Fund manager busy buying assets in a struggling office market
Brisbane-based fund manager Exceed Capital is going where others fear to tread: investing in the struggling office market and buying assets that ASX-listed real estate investment trusts are only too happy to sell.
Led by Vaughan Hayne and Justin Clarke, Exceed has bought three office buildings in three years, the latest being a three-storey property in Toowong in inner Brisbane, which it purchased from ASX-listed Centuria for $37 million.
In September, Exceed paid Centuria $40 million for an office building in Robina on the Gold Coast, and in April 2021, it bought another Gold Coast office building in Varsity Lakes, from the ASX-listed Garda Diversified Property Trust for $12.6 million.
Impressively, in a tough market, Exceed has raised about $55 million for its two latest acquisitions from its loyal investor base made up of mainly self-managed super funds.
“We’re a countercyclical investor who’s buying off the A-REITs at a lower point in the market cycle. We know the market will come back in years to come and that we can add value to resell at a higher price,” Mr Hayne told The Australian Financial Review.
All of Exceed’s office investments are performing “exceptionally well”. The fund manager targets cash returns of more than 8 per cent per annum for all its single-asset trusts, which include neighbourhood centres, large-format retail and convenience retail.

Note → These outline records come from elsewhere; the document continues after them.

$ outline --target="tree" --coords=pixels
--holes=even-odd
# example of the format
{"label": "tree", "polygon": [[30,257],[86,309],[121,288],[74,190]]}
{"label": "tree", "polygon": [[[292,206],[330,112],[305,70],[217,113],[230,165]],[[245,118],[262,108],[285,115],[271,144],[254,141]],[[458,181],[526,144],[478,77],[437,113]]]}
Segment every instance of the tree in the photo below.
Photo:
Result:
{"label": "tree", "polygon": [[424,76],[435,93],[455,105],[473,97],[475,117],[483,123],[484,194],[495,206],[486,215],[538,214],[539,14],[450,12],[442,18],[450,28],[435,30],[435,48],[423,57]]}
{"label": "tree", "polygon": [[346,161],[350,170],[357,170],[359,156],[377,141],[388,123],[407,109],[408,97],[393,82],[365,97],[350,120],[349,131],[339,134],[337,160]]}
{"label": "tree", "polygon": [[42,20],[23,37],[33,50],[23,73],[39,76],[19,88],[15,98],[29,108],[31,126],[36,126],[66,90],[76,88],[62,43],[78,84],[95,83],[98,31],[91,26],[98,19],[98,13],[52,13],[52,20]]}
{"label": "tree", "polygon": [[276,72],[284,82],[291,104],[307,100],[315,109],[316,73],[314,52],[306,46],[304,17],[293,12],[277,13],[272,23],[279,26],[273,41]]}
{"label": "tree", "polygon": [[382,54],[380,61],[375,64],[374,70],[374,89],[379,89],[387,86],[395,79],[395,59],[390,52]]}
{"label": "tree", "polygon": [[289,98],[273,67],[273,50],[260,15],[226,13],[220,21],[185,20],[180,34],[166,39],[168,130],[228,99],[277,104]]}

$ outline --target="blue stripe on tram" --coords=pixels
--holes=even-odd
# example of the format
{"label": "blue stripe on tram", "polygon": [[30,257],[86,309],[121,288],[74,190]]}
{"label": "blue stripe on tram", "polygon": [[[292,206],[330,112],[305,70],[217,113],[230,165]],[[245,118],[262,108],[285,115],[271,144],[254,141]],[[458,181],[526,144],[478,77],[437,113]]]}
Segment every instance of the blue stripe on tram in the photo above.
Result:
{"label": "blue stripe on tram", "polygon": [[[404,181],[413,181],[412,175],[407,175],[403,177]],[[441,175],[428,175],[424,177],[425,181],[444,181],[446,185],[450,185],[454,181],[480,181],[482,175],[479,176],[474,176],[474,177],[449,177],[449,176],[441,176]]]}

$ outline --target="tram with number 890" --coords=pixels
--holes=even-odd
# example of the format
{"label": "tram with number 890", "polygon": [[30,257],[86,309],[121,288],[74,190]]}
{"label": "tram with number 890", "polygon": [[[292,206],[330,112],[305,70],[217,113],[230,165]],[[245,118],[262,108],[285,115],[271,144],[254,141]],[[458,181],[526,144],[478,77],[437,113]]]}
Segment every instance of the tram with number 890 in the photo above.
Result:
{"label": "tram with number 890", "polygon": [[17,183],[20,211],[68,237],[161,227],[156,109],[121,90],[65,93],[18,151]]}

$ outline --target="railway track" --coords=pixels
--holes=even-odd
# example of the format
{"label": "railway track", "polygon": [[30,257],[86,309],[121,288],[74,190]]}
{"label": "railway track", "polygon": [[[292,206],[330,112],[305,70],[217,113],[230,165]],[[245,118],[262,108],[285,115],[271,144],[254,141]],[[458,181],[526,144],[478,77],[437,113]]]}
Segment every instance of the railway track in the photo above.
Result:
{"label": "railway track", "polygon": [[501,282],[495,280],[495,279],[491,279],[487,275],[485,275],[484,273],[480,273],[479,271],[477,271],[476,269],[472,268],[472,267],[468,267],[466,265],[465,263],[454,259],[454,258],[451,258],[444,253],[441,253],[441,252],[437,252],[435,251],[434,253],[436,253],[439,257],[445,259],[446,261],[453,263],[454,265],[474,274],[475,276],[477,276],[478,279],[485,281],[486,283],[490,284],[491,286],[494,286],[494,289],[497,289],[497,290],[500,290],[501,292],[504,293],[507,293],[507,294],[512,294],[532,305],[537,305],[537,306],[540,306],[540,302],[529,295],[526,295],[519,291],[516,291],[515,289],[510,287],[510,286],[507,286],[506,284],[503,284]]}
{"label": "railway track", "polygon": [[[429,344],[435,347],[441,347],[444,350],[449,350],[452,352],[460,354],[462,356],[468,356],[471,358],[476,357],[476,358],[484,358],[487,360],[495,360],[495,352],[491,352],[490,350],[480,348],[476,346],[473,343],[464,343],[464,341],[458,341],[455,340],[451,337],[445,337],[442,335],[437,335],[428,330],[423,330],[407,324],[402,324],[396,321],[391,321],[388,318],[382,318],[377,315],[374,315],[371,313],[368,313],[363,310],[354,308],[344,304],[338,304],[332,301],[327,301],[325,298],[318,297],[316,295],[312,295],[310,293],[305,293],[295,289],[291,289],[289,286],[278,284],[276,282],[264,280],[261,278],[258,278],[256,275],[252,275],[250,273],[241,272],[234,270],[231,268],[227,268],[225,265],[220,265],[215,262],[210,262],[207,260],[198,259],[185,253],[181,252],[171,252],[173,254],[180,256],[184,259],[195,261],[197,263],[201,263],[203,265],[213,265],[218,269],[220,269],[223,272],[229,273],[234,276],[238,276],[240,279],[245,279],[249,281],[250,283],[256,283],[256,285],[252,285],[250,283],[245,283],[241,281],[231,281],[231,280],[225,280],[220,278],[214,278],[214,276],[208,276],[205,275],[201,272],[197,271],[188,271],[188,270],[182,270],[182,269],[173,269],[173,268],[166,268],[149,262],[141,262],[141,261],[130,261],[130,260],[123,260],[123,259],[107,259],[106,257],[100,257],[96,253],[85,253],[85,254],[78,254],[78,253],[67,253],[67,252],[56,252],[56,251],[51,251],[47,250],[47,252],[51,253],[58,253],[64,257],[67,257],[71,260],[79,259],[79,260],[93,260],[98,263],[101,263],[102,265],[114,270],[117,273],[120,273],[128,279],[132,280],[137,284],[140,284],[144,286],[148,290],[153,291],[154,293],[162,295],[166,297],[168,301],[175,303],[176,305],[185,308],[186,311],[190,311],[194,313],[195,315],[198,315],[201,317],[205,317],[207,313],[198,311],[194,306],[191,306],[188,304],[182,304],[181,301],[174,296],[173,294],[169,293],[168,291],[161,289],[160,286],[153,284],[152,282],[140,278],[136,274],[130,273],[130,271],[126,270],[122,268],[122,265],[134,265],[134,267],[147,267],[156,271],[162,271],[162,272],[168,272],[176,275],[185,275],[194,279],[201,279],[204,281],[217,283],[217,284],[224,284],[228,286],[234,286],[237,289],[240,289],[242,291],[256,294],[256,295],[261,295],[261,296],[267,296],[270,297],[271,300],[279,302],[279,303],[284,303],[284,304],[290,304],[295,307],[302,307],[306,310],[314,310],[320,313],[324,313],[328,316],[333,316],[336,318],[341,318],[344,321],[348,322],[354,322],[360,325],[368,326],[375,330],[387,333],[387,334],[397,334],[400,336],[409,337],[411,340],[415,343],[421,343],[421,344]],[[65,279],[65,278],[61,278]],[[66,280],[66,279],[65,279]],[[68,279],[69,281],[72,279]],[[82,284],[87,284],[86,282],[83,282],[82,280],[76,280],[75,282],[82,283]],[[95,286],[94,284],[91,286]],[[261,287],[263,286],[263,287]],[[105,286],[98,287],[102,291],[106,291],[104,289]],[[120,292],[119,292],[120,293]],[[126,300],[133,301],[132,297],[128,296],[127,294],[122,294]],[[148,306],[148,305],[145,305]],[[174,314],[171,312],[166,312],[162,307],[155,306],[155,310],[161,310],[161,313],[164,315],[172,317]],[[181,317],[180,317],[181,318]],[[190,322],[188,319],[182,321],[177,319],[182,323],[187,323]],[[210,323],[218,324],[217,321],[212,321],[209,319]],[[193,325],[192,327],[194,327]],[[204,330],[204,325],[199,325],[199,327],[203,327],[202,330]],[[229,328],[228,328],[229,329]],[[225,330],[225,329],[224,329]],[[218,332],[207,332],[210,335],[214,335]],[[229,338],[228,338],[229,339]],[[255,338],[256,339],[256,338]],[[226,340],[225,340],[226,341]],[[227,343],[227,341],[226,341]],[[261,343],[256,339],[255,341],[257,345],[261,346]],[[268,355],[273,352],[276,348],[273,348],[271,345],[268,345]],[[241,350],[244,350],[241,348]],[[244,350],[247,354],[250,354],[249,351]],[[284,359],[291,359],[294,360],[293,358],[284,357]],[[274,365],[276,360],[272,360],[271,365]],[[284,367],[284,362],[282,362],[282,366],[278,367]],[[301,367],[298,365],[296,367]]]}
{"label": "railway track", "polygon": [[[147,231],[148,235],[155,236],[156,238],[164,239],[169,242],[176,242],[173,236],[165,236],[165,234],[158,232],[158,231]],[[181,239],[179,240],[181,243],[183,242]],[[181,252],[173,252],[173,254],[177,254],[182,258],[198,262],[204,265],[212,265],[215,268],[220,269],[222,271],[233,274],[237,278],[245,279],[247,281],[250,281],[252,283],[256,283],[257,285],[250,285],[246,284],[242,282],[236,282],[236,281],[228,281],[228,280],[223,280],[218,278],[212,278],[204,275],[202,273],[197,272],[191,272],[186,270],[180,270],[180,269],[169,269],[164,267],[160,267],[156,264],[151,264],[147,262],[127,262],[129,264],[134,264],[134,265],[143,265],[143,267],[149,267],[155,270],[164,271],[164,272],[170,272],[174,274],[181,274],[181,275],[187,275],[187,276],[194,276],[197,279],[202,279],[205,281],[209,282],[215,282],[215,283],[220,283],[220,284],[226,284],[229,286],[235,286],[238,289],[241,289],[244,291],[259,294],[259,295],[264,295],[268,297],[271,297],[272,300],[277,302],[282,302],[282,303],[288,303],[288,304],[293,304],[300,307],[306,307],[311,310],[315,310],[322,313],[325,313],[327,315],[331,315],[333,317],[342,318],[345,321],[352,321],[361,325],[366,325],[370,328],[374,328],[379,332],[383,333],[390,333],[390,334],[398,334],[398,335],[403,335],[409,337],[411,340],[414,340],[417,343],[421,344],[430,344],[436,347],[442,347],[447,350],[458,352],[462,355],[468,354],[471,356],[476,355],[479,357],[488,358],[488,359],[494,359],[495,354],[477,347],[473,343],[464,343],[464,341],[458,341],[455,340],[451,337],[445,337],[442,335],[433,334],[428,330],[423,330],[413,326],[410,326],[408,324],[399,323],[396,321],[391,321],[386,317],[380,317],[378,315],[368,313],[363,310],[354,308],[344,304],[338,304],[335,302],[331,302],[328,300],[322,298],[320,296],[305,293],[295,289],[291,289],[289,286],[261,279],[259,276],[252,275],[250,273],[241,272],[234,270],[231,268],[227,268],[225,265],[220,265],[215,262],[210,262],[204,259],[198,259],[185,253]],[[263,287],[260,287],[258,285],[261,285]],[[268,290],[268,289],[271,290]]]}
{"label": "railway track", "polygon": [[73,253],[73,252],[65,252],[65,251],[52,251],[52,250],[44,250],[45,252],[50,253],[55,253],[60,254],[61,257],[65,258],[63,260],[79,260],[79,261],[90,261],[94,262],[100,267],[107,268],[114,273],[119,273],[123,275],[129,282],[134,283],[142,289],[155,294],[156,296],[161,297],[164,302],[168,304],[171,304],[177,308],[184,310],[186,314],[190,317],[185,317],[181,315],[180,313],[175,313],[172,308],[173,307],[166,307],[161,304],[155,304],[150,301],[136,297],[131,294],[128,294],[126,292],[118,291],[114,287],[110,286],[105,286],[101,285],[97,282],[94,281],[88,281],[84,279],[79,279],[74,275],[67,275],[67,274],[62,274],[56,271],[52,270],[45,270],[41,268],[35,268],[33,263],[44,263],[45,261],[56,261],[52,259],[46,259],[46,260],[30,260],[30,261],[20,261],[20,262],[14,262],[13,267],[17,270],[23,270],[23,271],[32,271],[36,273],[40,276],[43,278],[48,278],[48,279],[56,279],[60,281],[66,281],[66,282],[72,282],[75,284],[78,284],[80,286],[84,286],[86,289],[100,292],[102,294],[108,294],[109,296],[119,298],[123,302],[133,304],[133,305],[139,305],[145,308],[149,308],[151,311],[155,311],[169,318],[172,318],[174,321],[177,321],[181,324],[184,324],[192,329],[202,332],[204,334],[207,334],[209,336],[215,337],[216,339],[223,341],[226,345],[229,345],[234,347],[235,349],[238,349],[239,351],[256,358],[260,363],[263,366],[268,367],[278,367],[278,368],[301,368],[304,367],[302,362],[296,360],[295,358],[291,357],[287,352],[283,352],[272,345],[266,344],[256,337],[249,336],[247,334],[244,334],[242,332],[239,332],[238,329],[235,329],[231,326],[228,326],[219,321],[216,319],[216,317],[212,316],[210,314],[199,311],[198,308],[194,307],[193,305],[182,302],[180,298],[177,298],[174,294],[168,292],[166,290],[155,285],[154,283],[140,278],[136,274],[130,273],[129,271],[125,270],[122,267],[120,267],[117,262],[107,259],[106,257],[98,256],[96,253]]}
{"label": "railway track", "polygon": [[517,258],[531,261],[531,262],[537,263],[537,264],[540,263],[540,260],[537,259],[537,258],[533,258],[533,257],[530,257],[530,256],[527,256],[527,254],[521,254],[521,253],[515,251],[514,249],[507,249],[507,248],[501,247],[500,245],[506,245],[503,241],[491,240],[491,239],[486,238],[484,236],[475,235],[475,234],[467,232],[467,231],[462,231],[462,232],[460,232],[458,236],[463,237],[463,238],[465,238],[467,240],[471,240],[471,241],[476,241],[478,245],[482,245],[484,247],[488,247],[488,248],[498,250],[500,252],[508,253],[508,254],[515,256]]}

“Most of our trusts are returning more than 15 per cent [on a total return basis]. Some upwards of 20 per cent,” Mr Clarke said.
When Exceed bought the half-vacant Varsity Lakes building three years ago, Mr Clarke said people thought they were mad.
“Someone called it the trifecta of death: Gold Coast, office and COVID, but we looked at the numbers.”
For the Exceed directors, it all comes down to understanding the local market and numbers, including the drivers of future demand, surrounding vacancy rates and how value can be added for investors and tenants.
“Since we bought the Varsity Lakes building, we executed a strategy that took it to a fully leased situation and have doubled the asset’s value,” Mr Clarke said.
At Robina – the six-level A-grade office building purchased in September for $40 million – Exceed has already generated $500,000 of additional rental income in six months.
“People say the office market is bad, but is it?” Mr Clarke asked.
Such was its confidence in the office sector that Exceed was now circling larger CBD buildings, he said.
In the case of Exceed’s latest acquisition in Toowong, potential was seen in the three-level office building at 555 Coronation Drive because it was close to universities, transport and future residential development.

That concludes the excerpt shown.